Table – for me, the table has historically represented negotiation, as in “What do you bring to the table?” This table is round, which reminds me of the Arthurian tales in which the table was round to signify equality – no head of the table. Round tables at school allow for more communal discussions.
Cruise – Thor and I love to cruise, but have been unable to because of our illnesses. Going on a cruise is what we hope to do as soon as I am able to travel. It offers comfort, luxury, and a variety of destinations, as well as lots of entertainment – all without having to move from hotel to hotel. The dream offer of a cruise holds no allure. It is my husband I want to travel with – in the dream and in life. (An aha moment).
Used pjs – in the dream they signify a peace offering, albeit not well thought out, almost as if last minute. Pajamas are associated with the bedroom, and intimacy. That the Russian bride would offer me pjs is curious. Things that are odd in dreams often hold important messages – I will come back to this.
6. Feelings – this is important. Our ego tends to filter emotional responses and regulates them so that we behave appropriately, however; the dream time allows for expression of anger, remorse, fear, etc. Understanding our underlying feelings can help us to make healthier decisions, and heal old wounds.
disbelief , incredulousness – where am I feeling this in my outer life? Not sure.

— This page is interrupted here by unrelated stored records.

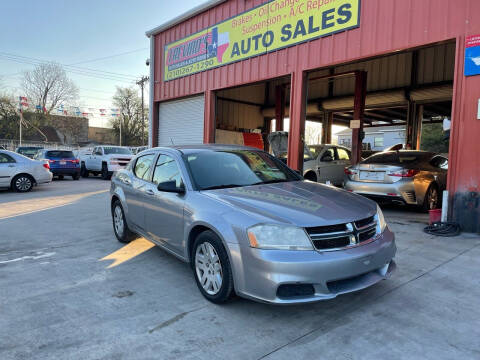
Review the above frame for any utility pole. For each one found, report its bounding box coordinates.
[137,76,148,145]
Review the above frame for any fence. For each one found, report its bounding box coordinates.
[0,139,79,151]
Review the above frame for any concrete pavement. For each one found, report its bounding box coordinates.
[0,178,480,360]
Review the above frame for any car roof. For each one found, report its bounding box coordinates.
[151,144,263,154]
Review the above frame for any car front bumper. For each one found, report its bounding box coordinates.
[229,228,396,304]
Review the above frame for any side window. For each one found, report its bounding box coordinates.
[320,148,335,161]
[133,154,155,181]
[153,155,182,188]
[0,154,15,164]
[337,148,350,160]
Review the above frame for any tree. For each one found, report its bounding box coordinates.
[111,87,147,146]
[23,63,78,114]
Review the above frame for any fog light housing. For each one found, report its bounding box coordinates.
[277,284,315,299]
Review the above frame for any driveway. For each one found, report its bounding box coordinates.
[0,178,480,360]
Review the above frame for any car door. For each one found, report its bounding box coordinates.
[317,147,337,183]
[335,147,351,185]
[145,153,185,256]
[0,153,17,187]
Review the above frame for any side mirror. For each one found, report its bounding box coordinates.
[157,180,185,194]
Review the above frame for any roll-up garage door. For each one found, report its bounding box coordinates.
[158,95,205,146]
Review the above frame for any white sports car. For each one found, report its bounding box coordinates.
[0,150,53,192]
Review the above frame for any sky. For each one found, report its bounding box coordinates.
[0,0,204,127]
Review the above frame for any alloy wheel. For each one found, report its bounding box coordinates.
[15,176,32,191]
[195,241,223,295]
[113,205,124,237]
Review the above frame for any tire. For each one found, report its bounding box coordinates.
[102,163,112,180]
[112,200,136,243]
[191,230,234,304]
[422,184,440,212]
[80,162,89,178]
[12,174,35,192]
[304,171,317,182]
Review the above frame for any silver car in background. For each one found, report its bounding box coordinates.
[0,150,53,192]
[110,145,396,304]
[345,150,448,211]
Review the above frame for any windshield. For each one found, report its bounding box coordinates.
[184,150,301,190]
[362,151,428,165]
[103,146,132,155]
[47,150,74,159]
[308,146,323,159]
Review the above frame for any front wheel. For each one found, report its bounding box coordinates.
[12,175,33,192]
[192,231,234,304]
[423,184,440,212]
[112,200,135,243]
[102,163,112,180]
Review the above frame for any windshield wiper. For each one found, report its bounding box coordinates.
[201,184,245,191]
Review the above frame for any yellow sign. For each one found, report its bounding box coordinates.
[164,0,360,81]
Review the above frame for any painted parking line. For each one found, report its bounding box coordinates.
[99,238,155,269]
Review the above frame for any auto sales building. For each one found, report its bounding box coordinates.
[147,0,480,232]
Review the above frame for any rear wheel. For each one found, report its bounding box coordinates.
[102,163,112,180]
[12,175,34,192]
[112,200,135,243]
[423,184,440,212]
[192,231,234,304]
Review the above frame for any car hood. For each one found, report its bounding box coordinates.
[202,181,377,227]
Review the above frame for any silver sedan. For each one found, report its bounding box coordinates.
[111,145,396,304]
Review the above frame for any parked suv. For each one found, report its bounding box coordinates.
[34,149,80,180]
[81,145,133,180]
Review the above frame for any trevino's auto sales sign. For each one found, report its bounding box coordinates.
[163,0,360,81]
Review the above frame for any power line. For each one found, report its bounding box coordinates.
[69,47,149,65]
[0,53,136,84]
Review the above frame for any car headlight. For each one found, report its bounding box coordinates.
[247,225,313,250]
[375,205,387,234]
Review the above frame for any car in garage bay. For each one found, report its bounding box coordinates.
[0,150,53,192]
[110,145,396,304]
[345,150,448,211]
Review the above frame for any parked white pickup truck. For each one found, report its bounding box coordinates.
[80,145,133,180]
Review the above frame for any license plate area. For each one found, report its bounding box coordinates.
[360,171,385,181]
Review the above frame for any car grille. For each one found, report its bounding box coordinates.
[305,216,377,251]
[404,191,417,203]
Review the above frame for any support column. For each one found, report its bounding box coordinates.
[325,112,333,144]
[352,71,367,165]
[148,100,160,147]
[405,101,416,149]
[203,90,217,144]
[275,85,285,131]
[413,105,423,150]
[288,71,307,171]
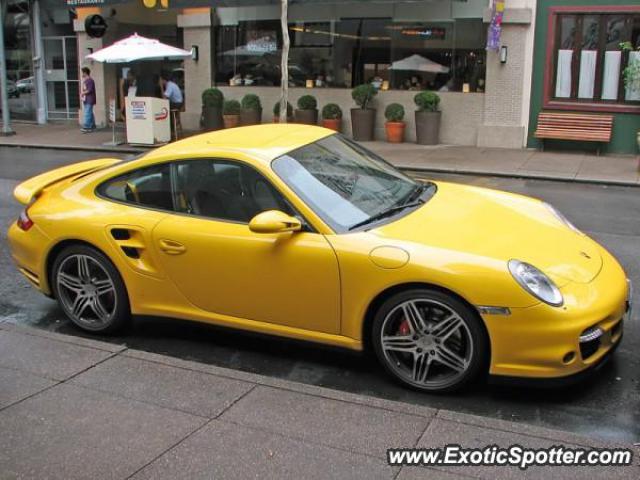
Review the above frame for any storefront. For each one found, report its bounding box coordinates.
[10,0,536,148]
[528,0,640,153]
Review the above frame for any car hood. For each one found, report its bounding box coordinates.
[370,182,602,286]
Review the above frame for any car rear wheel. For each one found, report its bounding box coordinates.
[372,289,489,393]
[51,245,131,334]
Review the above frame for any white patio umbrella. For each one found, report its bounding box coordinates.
[86,33,191,63]
[389,54,449,73]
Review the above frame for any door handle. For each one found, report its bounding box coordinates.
[160,240,187,255]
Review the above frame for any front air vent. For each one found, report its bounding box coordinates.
[120,247,140,259]
[111,228,131,240]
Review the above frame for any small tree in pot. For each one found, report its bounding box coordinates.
[384,103,404,143]
[620,42,640,149]
[273,100,293,123]
[240,93,262,125]
[351,83,378,141]
[413,91,442,145]
[322,103,342,132]
[222,100,241,128]
[296,95,318,125]
[201,88,224,131]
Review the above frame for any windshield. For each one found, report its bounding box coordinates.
[272,134,432,233]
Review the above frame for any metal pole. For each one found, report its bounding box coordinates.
[32,0,47,125]
[0,0,15,136]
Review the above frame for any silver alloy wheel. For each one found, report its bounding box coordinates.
[56,254,117,330]
[380,299,474,390]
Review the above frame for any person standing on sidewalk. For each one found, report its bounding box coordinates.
[80,67,96,133]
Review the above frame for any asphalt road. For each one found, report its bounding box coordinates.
[0,147,640,442]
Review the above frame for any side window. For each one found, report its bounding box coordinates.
[176,160,293,223]
[98,163,174,210]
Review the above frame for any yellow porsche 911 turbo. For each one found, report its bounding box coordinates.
[9,124,631,392]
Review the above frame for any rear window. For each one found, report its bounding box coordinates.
[98,163,174,210]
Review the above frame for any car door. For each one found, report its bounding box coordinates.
[153,160,340,334]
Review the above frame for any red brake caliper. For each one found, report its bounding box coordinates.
[398,320,411,335]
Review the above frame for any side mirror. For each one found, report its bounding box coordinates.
[249,210,302,233]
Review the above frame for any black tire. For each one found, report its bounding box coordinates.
[50,244,131,334]
[371,288,490,393]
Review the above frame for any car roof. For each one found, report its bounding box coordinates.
[141,123,335,163]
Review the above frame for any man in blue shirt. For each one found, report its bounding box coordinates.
[160,74,184,110]
[160,74,184,140]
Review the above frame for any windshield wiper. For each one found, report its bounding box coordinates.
[401,183,429,205]
[349,200,424,231]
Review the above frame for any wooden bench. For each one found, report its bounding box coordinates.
[533,112,613,155]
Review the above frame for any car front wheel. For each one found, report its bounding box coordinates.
[372,289,489,393]
[52,245,130,334]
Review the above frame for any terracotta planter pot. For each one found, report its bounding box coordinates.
[295,109,318,125]
[384,122,405,143]
[222,115,240,128]
[351,108,376,142]
[416,111,442,145]
[240,109,262,126]
[322,118,342,132]
[202,107,224,132]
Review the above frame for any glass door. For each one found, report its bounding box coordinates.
[43,36,80,120]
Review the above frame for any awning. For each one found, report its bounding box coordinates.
[389,54,449,73]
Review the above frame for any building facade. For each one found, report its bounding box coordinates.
[527,0,640,154]
[9,0,536,148]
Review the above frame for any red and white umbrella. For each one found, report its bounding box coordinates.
[389,54,449,73]
[86,33,191,63]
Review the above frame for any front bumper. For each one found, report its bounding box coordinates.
[482,246,631,383]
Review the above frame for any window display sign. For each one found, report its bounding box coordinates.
[400,27,447,40]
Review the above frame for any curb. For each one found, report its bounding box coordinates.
[0,321,640,455]
[396,165,640,188]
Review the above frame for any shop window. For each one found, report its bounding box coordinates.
[215,14,486,92]
[545,7,640,111]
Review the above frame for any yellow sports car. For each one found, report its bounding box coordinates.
[9,125,631,392]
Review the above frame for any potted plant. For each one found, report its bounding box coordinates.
[413,91,442,145]
[296,95,318,125]
[222,100,241,128]
[201,88,224,132]
[384,103,404,143]
[240,93,262,125]
[620,42,640,149]
[351,83,378,141]
[322,103,342,132]
[273,100,293,123]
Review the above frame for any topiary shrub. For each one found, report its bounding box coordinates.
[351,83,378,110]
[384,103,404,122]
[413,90,440,112]
[241,93,262,112]
[298,95,318,110]
[202,88,224,108]
[222,100,241,115]
[322,103,342,120]
[273,100,293,117]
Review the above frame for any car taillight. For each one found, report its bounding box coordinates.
[17,208,33,232]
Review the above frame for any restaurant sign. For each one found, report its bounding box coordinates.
[66,0,214,8]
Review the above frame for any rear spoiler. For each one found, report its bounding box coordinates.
[13,158,122,205]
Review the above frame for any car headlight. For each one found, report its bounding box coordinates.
[509,260,564,307]
[544,203,584,235]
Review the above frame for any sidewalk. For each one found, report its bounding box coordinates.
[0,323,640,480]
[0,123,640,186]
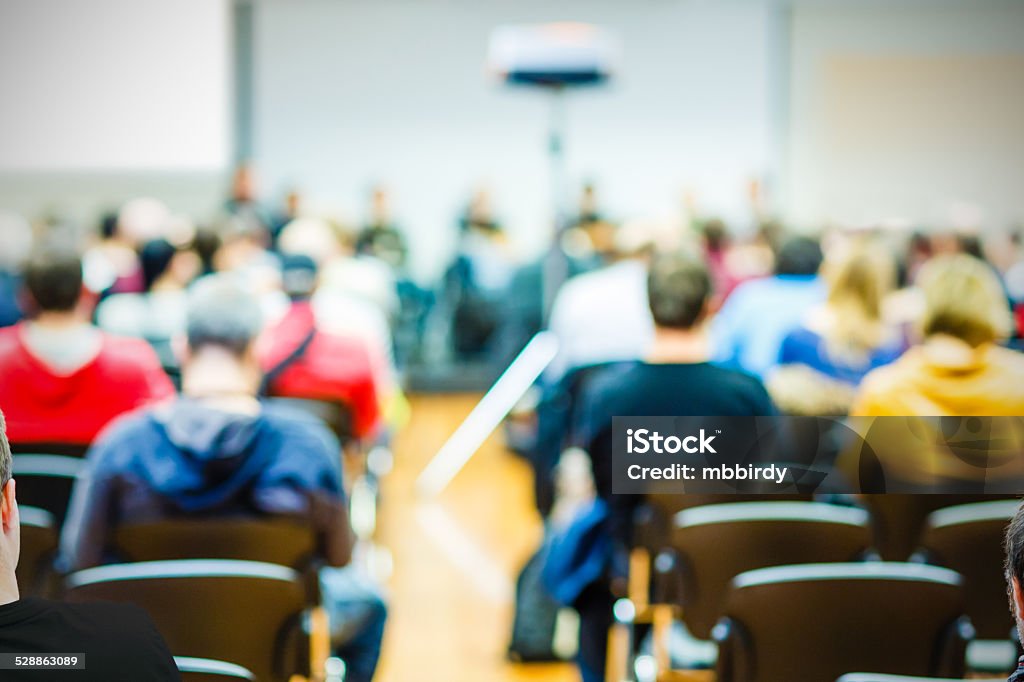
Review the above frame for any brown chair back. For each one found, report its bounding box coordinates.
[13,453,85,528]
[65,559,308,682]
[922,500,1019,640]
[715,562,973,682]
[671,502,870,639]
[15,503,59,597]
[174,656,256,682]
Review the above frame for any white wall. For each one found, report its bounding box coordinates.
[785,0,1024,227]
[255,0,768,274]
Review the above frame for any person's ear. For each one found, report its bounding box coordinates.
[0,478,17,532]
[171,334,191,365]
[1010,576,1024,619]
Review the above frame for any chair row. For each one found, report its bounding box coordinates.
[610,498,1017,679]
[17,516,330,682]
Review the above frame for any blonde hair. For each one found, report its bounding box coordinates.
[918,254,1012,347]
[822,243,896,359]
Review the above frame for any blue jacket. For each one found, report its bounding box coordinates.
[60,398,349,570]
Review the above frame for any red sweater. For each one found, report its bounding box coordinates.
[0,325,174,445]
[259,301,380,437]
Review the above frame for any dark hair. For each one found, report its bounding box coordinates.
[647,254,711,329]
[775,237,822,275]
[25,246,82,312]
[138,239,177,291]
[99,211,118,240]
[0,410,12,498]
[1004,504,1024,593]
[185,274,263,356]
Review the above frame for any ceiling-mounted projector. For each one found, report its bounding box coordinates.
[487,23,618,88]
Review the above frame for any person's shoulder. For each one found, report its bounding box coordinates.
[0,323,24,350]
[989,346,1024,376]
[260,400,336,454]
[850,348,924,417]
[90,406,160,452]
[699,363,767,393]
[99,332,160,369]
[19,599,155,646]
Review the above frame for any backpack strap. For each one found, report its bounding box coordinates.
[259,325,316,397]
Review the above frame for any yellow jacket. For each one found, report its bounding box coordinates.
[850,336,1024,417]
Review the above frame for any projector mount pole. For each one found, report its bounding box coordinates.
[542,85,569,322]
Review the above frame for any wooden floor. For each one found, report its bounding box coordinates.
[377,395,579,682]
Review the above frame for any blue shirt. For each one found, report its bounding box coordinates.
[778,327,906,386]
[712,274,825,377]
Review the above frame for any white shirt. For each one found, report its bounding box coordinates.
[546,260,654,380]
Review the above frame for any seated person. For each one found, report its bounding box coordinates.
[0,412,180,682]
[573,255,773,682]
[768,244,905,415]
[61,275,385,682]
[0,247,174,445]
[96,239,202,343]
[544,220,681,382]
[1004,497,1024,682]
[851,254,1024,417]
[258,255,380,437]
[712,237,825,377]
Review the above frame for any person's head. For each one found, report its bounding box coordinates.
[138,239,202,291]
[822,244,896,322]
[281,253,318,300]
[647,253,712,331]
[775,237,822,276]
[918,254,1012,347]
[700,218,729,253]
[0,411,20,572]
[99,211,118,240]
[24,244,82,313]
[278,217,351,265]
[821,242,896,357]
[231,162,256,203]
[1004,497,1024,641]
[182,274,263,372]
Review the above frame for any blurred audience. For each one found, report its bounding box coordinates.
[851,254,1024,416]
[96,239,202,367]
[224,162,274,241]
[0,405,180,682]
[355,186,409,271]
[545,220,681,381]
[768,241,906,415]
[0,211,32,327]
[573,254,773,682]
[259,255,380,438]
[713,237,826,377]
[61,275,385,682]
[0,246,174,444]
[443,188,515,358]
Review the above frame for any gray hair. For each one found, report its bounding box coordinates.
[186,274,263,355]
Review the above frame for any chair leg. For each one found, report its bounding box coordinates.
[604,622,633,682]
[629,547,650,613]
[309,606,331,682]
[650,604,674,673]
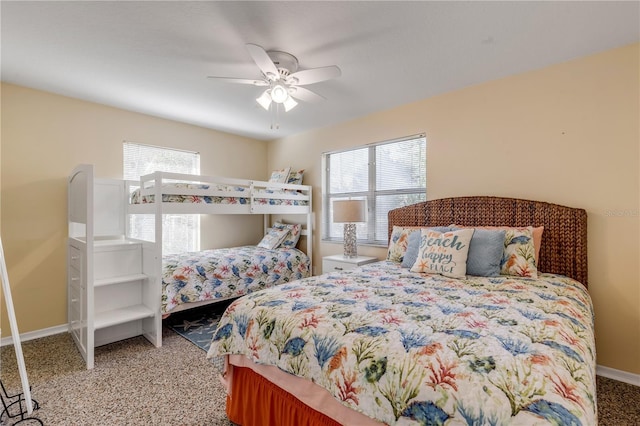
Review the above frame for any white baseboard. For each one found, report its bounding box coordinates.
[596,365,640,386]
[0,324,69,346]
[0,324,640,386]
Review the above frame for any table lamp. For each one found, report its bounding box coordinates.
[333,200,365,258]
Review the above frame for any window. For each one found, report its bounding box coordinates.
[123,142,200,254]
[322,135,427,246]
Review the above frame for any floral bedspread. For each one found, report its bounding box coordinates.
[208,262,597,426]
[131,183,308,206]
[162,246,310,313]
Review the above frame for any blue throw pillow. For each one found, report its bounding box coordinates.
[462,228,506,277]
[402,226,452,268]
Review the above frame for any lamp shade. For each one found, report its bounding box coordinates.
[333,200,365,223]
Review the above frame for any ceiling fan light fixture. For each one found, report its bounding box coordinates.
[283,96,298,112]
[256,90,271,111]
[271,84,289,104]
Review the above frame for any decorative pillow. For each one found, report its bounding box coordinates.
[258,228,289,250]
[287,169,304,185]
[450,225,544,265]
[458,228,506,277]
[273,222,302,248]
[269,167,291,183]
[402,226,456,268]
[411,229,474,278]
[387,226,420,263]
[500,226,538,278]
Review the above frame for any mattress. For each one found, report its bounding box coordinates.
[208,262,597,425]
[162,246,310,314]
[131,183,308,206]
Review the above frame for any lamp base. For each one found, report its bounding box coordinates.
[343,223,358,259]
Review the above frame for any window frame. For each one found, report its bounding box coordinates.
[122,140,201,253]
[322,133,428,247]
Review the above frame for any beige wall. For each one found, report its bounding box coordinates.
[1,84,267,336]
[268,44,640,374]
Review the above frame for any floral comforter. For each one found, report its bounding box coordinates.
[162,246,310,313]
[131,183,308,206]
[208,262,597,426]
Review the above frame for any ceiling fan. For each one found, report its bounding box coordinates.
[208,43,341,111]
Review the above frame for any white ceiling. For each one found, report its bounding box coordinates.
[0,0,640,140]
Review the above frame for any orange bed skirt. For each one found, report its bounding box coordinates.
[227,366,340,426]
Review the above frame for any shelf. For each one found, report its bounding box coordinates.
[93,305,154,330]
[93,274,148,287]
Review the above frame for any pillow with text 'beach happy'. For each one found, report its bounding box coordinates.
[411,229,474,278]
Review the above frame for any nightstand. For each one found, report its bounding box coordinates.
[322,254,378,274]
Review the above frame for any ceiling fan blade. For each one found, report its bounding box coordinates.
[247,43,280,81]
[289,87,326,103]
[207,75,269,86]
[286,65,342,86]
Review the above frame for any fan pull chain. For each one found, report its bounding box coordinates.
[270,102,280,130]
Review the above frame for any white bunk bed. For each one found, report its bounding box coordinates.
[67,165,313,368]
[125,172,313,314]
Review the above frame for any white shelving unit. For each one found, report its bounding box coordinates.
[67,165,162,369]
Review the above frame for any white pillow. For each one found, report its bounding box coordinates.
[258,228,289,250]
[269,167,291,183]
[411,228,474,278]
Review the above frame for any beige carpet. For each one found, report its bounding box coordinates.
[0,329,640,426]
[0,330,232,425]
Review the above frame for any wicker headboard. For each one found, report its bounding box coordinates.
[389,196,587,286]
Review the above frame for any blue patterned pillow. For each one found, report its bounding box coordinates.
[258,228,289,250]
[467,228,506,277]
[402,226,452,268]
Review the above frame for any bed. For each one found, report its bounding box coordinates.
[161,246,310,315]
[207,197,597,425]
[125,171,313,317]
[127,172,311,214]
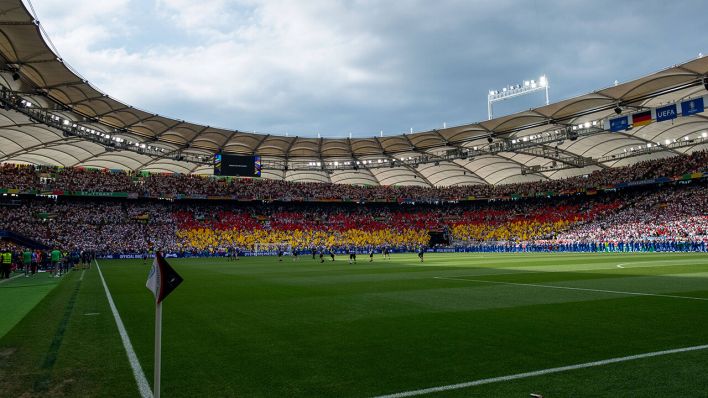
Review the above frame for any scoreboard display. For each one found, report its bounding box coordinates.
[214,153,261,177]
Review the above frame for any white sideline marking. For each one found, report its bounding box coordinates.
[375,344,708,398]
[95,260,153,398]
[435,277,708,301]
[433,260,700,279]
[0,274,24,283]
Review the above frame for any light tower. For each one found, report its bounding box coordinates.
[487,75,550,120]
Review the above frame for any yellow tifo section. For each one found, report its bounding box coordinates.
[452,220,576,241]
[177,228,430,250]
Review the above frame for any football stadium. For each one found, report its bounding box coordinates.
[0,0,708,398]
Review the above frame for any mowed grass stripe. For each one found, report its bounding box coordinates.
[90,254,708,397]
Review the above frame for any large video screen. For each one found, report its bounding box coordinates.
[214,153,261,177]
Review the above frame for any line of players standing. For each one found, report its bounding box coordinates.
[278,245,427,264]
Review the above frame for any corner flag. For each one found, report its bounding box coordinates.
[145,251,182,398]
[145,251,183,304]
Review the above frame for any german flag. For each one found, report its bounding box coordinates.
[632,111,653,127]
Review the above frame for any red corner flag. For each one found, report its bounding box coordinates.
[145,251,182,304]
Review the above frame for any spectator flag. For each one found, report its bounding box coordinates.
[145,251,183,304]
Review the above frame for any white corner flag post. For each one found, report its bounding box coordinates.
[152,302,162,398]
[145,251,182,398]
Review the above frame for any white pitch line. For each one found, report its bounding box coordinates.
[375,344,708,398]
[96,260,153,398]
[433,261,700,279]
[436,277,708,301]
[0,274,24,283]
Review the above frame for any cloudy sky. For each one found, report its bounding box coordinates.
[25,0,708,137]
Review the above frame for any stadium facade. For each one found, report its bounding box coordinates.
[0,0,708,186]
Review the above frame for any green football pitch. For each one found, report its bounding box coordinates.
[0,253,708,398]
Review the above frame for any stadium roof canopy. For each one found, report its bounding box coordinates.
[0,0,708,186]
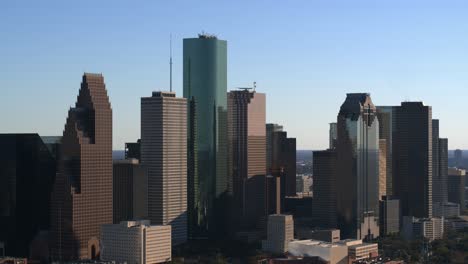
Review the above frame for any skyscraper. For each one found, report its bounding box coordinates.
[228,90,266,228]
[328,123,338,149]
[454,149,463,167]
[112,159,148,224]
[266,124,283,171]
[183,34,228,236]
[141,92,187,245]
[312,150,338,228]
[50,73,112,260]
[393,102,433,217]
[377,106,396,195]
[447,168,466,212]
[337,93,379,239]
[379,139,387,200]
[0,134,56,257]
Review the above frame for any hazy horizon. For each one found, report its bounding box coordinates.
[0,0,468,150]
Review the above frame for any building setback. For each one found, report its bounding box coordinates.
[0,134,56,257]
[141,92,187,245]
[393,102,433,218]
[101,220,171,264]
[228,90,266,228]
[336,93,379,239]
[112,159,148,224]
[183,34,228,237]
[50,73,112,260]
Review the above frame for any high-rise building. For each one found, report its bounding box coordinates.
[379,196,400,236]
[377,106,397,195]
[266,124,283,171]
[447,168,466,212]
[228,90,266,228]
[328,123,338,149]
[50,73,112,260]
[312,150,337,228]
[454,149,463,167]
[0,134,56,257]
[393,102,433,218]
[112,159,148,224]
[101,220,171,264]
[183,34,228,237]
[379,139,387,200]
[432,138,448,204]
[336,93,379,239]
[125,139,141,160]
[141,92,187,245]
[262,214,294,254]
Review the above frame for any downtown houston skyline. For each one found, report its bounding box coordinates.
[0,1,468,149]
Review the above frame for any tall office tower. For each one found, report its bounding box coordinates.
[379,196,400,236]
[270,131,296,209]
[183,34,228,237]
[112,159,148,224]
[0,134,56,257]
[336,93,379,239]
[141,92,187,245]
[101,220,171,264]
[393,102,433,217]
[125,139,141,160]
[328,123,338,149]
[228,90,266,228]
[50,73,112,260]
[262,214,294,254]
[454,149,463,167]
[432,138,448,204]
[312,150,338,228]
[377,106,396,195]
[379,139,387,200]
[266,124,283,171]
[447,168,466,212]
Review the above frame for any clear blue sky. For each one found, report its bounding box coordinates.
[0,0,468,149]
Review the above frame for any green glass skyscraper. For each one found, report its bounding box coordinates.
[183,34,228,237]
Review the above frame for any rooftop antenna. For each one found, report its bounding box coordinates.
[169,34,172,93]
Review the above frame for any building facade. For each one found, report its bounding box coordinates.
[101,220,171,264]
[183,34,228,237]
[228,90,266,228]
[50,73,112,260]
[112,159,148,224]
[0,134,56,257]
[393,102,433,218]
[447,168,466,213]
[262,214,294,254]
[336,93,379,239]
[141,92,187,245]
[312,150,338,228]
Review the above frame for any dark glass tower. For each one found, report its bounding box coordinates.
[337,93,379,239]
[183,34,228,237]
[50,73,112,260]
[393,102,433,217]
[0,134,56,257]
[312,150,337,228]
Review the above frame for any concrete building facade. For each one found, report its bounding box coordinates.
[141,92,187,245]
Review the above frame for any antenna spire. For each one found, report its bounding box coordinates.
[169,34,172,92]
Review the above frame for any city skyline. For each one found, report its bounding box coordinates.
[0,1,468,150]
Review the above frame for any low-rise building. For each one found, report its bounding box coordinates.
[101,220,172,264]
[403,216,444,241]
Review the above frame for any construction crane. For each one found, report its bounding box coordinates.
[236,82,257,92]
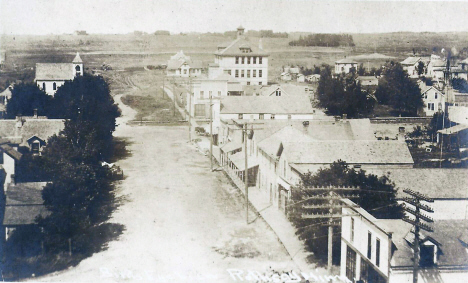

incensed – the feelings here are for my ex-husband, and while it has been many years since our divorce I suspect I am still harboring some resentment for the way the marriage ended and how he treated me in the aftermath. When I lashed out at Thor, it was undoubtedly with some of this leftover resentment.
7. Questions: what questions arise from the examination of the dream?
Why would I be entertaining my ex and his wives? Or more importantly – How am entertaining my ex and his wives (parts of self)? How have I enabled self-centered, explosive, foreign aspects of myself to persuade me? How have I allowed myself to even contemplate fulfilling my dreams without my husband ( I confess the thought of divorce did cross my mind – knee-jerk reaction).
Why pajamas? Which leads to another thing to consider:
8. What is odd? All dreams are odd, admittedly; but what is odd even for the dream? Dreams often use exaggeration to get our attention, so it may just be something that appears “over the top”.
The red pajamas.
An exercise to do here, would be to describe the object, as if to an alien, who has no concept of the item, its use, its origin, or social application.
These pajamas are used for night wear; women wear them to sleep in, or for lounging at night, usually when company is not present. These are red, satiny, so light weight and comfortable on the skin. They are fashioned after a man’s shirt, with matching pants, typically, although the only one that fits me is missing it’s partner. They have long sleeves, and button up at the front. They are modest.
After having exhausted the description possibilities, the next step is to take out the references to the object and replace it with “I am”.
So: I am used for night wear; for sleeping, or for lounging at night, not when company is present. I am red, and satiny, and light weight. I am comfortable. I am fashioned after a man…..etc.
Note: Work with a dream until you reach an ‘aha’ or breakthrough. Always work until you have a positive outcome: a resolution, a healing, a new insight that inspires positive movement.